Building Powerful Partnerships

April 2, 2018

What does it mean to be a good partner? I considered this question many times in the six days I spent traveling in Ghana and Kenya during spring recess. A major focus of my trip—one of many to the continent but my first since becoming president of Yale and announcing the Yale-Africa Initiative—was strengthening the diverse research and educational partnerships Yale has established in Africa. From conversations with dozens of African leaders, scholars, and alumni, I learned how these partnerships are advancing our shared goals: creating new knowledge, launching important discoveries, and preparing the next generation of leaders. 

Partnerships are critical when it comes to addressing multidimensional problems, such as those we face in medicine and public health. In trying to address epidemics and diseases, it would be foolish to think any single institution could “go it alone.” Our model of partnership means each side provides expertise, resources, and insights. While in Accra, I visited the new University of Ghana Medical Center, and I took part in a roundtable with participants of the Yale Summer Research Program at the Noguchi Memorial Institute for Medical Research. In 2007, Yale faculty members—Dr. Elijah Paintsil, a graduate of the University of Ghana Medical School, and Dr. Michael Cappello—established the Ghana-Yale Partnership with the goal of improving health in sub-Saharan Africa. The program sponsors bi-directional faculty and student exchanges and prepares young scientists for careers focused on addressing major public health concerns. 

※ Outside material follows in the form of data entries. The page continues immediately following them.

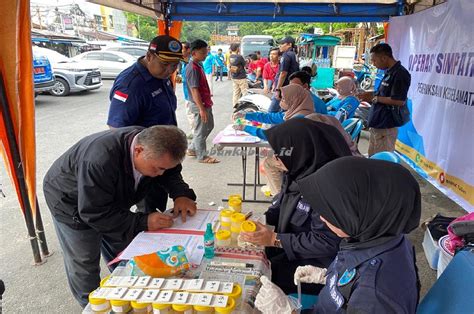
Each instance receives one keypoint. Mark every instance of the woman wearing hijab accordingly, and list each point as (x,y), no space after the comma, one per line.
(374,271)
(301,146)
(295,101)
(344,106)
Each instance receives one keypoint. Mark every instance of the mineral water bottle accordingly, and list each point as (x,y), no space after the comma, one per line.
(209,242)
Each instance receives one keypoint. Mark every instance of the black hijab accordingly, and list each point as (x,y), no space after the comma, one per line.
(373,201)
(303,146)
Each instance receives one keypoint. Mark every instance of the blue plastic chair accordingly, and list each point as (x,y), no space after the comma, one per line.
(453,291)
(387,156)
(353,126)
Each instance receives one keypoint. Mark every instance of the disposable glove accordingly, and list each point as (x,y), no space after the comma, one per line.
(310,274)
(238,127)
(271,299)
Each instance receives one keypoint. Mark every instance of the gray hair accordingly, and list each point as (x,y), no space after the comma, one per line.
(161,139)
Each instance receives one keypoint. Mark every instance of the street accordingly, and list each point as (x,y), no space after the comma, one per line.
(60,122)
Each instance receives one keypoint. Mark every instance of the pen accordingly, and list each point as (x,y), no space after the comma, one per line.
(231,264)
(169,211)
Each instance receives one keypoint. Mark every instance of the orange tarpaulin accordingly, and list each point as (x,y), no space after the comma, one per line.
(16,66)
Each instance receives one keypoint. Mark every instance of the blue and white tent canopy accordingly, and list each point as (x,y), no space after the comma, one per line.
(263,10)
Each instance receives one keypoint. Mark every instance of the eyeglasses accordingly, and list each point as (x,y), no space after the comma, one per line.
(166,64)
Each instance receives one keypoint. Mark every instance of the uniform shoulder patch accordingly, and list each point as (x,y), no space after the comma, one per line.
(347,277)
(120,96)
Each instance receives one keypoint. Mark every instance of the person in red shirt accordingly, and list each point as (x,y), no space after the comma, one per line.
(270,69)
(263,60)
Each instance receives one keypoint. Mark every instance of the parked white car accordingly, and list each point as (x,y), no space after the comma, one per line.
(136,51)
(110,63)
(70,75)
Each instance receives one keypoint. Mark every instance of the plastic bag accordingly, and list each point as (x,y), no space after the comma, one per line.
(165,263)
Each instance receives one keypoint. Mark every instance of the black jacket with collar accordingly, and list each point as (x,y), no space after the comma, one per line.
(92,185)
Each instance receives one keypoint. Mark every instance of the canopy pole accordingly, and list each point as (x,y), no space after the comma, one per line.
(18,169)
(40,232)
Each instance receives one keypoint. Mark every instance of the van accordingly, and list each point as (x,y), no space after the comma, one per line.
(251,43)
(42,73)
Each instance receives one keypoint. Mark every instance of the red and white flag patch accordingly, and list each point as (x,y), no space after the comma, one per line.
(120,96)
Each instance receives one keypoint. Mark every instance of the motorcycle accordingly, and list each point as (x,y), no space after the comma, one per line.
(252,102)
(364,78)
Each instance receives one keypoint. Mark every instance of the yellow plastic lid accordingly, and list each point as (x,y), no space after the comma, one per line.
(235,196)
(226,212)
(203,308)
(237,217)
(96,301)
(235,202)
(181,307)
(228,309)
(222,234)
(103,281)
(235,229)
(160,306)
(236,292)
(119,302)
(137,305)
(248,226)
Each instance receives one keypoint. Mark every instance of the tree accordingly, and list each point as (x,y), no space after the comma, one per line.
(147,27)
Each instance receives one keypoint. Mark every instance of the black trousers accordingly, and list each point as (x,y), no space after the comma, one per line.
(283,271)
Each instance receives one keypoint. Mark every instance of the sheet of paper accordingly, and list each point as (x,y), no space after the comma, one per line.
(230,131)
(198,222)
(147,242)
(239,139)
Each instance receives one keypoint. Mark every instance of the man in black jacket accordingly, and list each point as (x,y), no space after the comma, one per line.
(91,187)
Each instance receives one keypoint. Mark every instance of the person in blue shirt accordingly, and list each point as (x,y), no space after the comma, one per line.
(372,205)
(288,65)
(344,106)
(143,95)
(301,146)
(219,63)
(209,67)
(182,71)
(304,79)
(295,100)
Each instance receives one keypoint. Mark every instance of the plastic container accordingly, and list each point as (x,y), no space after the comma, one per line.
(200,309)
(119,306)
(431,248)
(248,226)
(225,215)
(99,305)
(183,308)
(235,295)
(237,220)
(223,238)
(159,308)
(209,242)
(141,307)
(445,255)
(235,204)
(103,281)
(228,309)
(225,226)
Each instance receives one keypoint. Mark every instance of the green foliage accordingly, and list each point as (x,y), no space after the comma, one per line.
(197,30)
(146,26)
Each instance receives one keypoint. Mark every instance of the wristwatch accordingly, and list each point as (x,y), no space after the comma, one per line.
(277,242)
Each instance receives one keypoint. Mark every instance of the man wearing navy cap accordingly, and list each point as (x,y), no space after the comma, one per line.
(288,65)
(143,95)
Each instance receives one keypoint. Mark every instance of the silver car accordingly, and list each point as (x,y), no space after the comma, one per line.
(136,51)
(110,63)
(71,76)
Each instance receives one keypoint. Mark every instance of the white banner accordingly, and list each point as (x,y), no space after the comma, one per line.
(437,47)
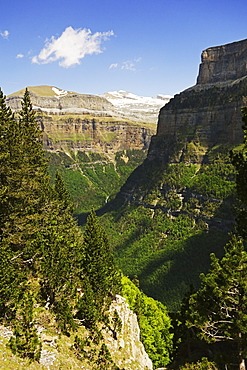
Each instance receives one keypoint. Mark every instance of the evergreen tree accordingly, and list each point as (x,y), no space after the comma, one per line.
(239,160)
(25,341)
(219,308)
(98,268)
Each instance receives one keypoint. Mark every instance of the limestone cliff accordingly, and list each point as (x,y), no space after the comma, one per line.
(89,122)
(126,348)
(127,351)
(207,114)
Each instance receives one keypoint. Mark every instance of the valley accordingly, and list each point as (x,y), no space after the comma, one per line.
(169,195)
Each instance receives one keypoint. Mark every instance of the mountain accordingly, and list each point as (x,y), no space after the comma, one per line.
(103,124)
(207,115)
(177,207)
(94,143)
(137,107)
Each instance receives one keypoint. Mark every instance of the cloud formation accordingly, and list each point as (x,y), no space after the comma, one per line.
(72,46)
(129,65)
(4,34)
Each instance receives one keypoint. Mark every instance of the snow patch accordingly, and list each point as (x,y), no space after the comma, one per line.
(59,92)
(122,98)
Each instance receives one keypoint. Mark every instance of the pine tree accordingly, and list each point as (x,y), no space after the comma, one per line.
(219,308)
(239,160)
(98,268)
(25,341)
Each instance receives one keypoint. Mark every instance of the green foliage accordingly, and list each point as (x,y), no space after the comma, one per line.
(100,275)
(91,178)
(239,160)
(174,217)
(203,364)
(25,342)
(154,323)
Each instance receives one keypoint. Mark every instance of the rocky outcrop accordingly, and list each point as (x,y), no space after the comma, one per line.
(70,103)
(90,122)
(126,348)
(223,63)
(93,134)
(207,114)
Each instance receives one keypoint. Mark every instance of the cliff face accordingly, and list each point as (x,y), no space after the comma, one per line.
(223,63)
(209,113)
(126,348)
(93,134)
(89,122)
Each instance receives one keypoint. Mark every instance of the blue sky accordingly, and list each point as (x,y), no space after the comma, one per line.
(147,47)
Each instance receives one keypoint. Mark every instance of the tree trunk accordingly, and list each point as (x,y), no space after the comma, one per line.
(242,365)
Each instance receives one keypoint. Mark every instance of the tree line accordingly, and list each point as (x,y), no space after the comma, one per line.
(45,259)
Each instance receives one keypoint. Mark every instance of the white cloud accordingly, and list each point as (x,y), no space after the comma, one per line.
(4,34)
(113,65)
(72,46)
(129,65)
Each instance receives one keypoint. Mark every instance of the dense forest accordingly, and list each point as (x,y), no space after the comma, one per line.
(52,270)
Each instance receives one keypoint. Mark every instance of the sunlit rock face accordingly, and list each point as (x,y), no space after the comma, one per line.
(207,114)
(125,346)
(223,63)
(104,124)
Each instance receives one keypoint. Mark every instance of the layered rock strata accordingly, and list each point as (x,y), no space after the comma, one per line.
(87,122)
(209,113)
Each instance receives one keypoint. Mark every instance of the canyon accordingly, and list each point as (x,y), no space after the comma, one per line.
(107,124)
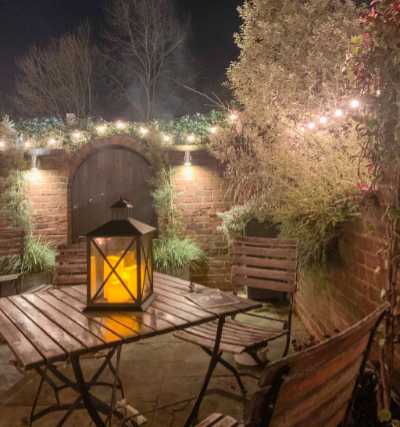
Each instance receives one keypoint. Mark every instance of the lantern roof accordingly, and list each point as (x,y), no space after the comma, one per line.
(122,227)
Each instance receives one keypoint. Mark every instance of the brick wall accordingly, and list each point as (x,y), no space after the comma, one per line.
(350,288)
(198,199)
(199,196)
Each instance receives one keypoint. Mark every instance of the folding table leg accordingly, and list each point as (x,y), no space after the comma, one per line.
(84,391)
(216,354)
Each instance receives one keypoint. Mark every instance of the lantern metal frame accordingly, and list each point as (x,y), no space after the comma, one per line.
(136,231)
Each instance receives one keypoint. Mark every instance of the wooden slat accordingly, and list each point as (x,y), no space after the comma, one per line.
(20,345)
(266,241)
(52,329)
(93,327)
(39,339)
(272,285)
(252,261)
(85,337)
(286,253)
(263,273)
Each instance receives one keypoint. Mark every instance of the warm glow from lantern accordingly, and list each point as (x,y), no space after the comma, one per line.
(114,290)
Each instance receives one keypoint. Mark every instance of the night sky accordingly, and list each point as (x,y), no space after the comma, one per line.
(23,22)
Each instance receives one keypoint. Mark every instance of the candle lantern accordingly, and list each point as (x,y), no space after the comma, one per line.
(120,262)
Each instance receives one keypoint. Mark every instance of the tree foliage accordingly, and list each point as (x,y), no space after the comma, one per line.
(291,67)
(59,78)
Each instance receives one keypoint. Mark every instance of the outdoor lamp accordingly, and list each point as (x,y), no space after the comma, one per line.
(120,262)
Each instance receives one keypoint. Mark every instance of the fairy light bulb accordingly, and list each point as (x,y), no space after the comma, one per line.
(119,124)
(190,138)
(143,131)
(233,116)
(101,129)
(213,130)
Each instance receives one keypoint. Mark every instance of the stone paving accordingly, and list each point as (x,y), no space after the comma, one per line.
(161,375)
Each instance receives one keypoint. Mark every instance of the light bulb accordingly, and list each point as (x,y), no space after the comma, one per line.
(120,124)
(190,138)
(213,130)
(101,129)
(233,116)
(143,131)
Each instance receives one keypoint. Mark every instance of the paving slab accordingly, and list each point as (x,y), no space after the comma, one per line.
(161,376)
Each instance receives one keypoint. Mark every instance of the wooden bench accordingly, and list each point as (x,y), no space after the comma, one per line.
(315,387)
(263,263)
(12,244)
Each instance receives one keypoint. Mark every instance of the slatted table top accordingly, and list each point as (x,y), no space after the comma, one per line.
(51,325)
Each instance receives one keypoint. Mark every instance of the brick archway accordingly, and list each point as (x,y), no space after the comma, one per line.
(93,149)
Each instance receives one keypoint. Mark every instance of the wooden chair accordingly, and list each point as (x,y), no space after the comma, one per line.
(12,243)
(315,387)
(262,263)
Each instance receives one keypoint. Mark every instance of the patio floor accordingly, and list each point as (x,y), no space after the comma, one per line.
(159,375)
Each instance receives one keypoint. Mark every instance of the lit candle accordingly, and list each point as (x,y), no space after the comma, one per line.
(114,290)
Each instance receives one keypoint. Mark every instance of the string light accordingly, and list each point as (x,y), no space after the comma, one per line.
(166,138)
(190,138)
(311,125)
(52,142)
(101,129)
(143,131)
(213,130)
(233,116)
(120,125)
(76,135)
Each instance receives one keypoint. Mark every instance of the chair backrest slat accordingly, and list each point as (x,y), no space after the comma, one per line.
(265,263)
(321,380)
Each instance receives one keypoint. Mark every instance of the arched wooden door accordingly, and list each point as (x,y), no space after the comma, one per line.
(106,175)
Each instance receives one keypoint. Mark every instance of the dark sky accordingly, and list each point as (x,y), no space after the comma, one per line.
(23,22)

The results have been superb. Over 85 percent of the participants have continued research in their home countries, and alumni of the program have published a multitude of scientific papers. In an exciting development, research conducted through a collaboration between the University of Ghana Medical School and Yale has identified low-cost biomarkers that can be used to monitor the effectiveness of antiretroviral therapy in children with HIV/AIDS. In fact, our collaboration in Ghana has been so successful that we expanded the program to include medical trainees and researchers from universities in Brazil, Saudi Arabia, Singapore, China, Australia, and Jamaica. What started between Yale and the University of Ghana has created a supportive global network of research collaborators. 

International partnerships enable scientific research that would be impossible for faculty members working in isolation. In Nairobi, we formalized a new agreement to study the tsetse fly by collaborating with the Kenyan Agricultural and Livestock Research Organization and the Kenyan Wild Life Services. Now tsetse fly parts will be transported to Yale so that scientists can study these organisms and better understand the harmful parasitic diseases, such as sleeping sickness, they transmit. 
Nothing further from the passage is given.